Каткар отодвинулся на стуле: «Мэйвил, потрудитесь придержать язык, пока я перечисляю фактические обстоятельства дела. Обстоятельства эти нелицеприятны и уродливы. Партия ЖМО контролируется парой самовлюбленных женщин, соперничающих в упрямстве и бесцеремонности. Нет необходимости называть их имена. В стаде беспозвоночных простофиль и хвастливых попугаев, среди которых ниже всех пресмыкается и пуще всех распускает хвост Роби Мэйвил, я оставался последним оплотом здравого смысла, последней препоной на пути безумного самоуничтожения, избранном партийным руководством. Но меня смели в сторону, и теперь партия ЖМО – машина без тормозов и ограничителей, мчащаяся в пропасть». Каткар поднялся на ноги и обратился к достопочтенному Аттабусу: «Вы приняли самое правильное решение! Заговорщикам следует отказать в любых дальнейших кредитах, а все деньги, уже ими полученные, они обязаны вернуть!» Каткар повернулся и решительно удалился с террасы. Дензель Аттабус тоже приготовился встать.
Роби Мэйвил воскликнул: «Подождите! Вы должны меня выслушать! Пусть он ваш двоюродный племянник, но Каткар совершенно неправильно истолковывает события!»
«Неужели?

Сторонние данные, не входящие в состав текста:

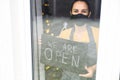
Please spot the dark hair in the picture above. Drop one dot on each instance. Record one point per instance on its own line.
(88, 4)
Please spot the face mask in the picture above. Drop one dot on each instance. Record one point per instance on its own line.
(79, 16)
(79, 19)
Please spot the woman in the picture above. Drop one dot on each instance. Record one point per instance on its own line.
(82, 33)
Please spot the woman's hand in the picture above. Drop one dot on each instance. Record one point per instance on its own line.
(90, 71)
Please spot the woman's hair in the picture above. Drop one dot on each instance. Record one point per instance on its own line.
(81, 1)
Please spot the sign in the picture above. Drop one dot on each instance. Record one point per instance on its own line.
(65, 54)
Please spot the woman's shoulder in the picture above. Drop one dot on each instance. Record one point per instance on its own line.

Его замечания показались мне разумными».
«Вы не знаете всей правды! Каткара исключили из состава руководства, но это вызвано не только личными столкновениями. Он пытался бессовестно захватить власть! Каткар заявил, что руководить нашей кампанией должен он, так как благодаря своей квалификации он лучше справится с этой ролью, чем Клайти Вержанс и Симонетта, а им он отвел второстепенные роли. Разумеется, обе женщины пришли в ярость. Они считают, что Каткар демонстрирует недопустимый избыток мужского тщеславия. Каткару не только отказали в притязаниях – его задержали и строго наказали, так строго, что теперь он движим исключительно ненавистью и жаждой мщения».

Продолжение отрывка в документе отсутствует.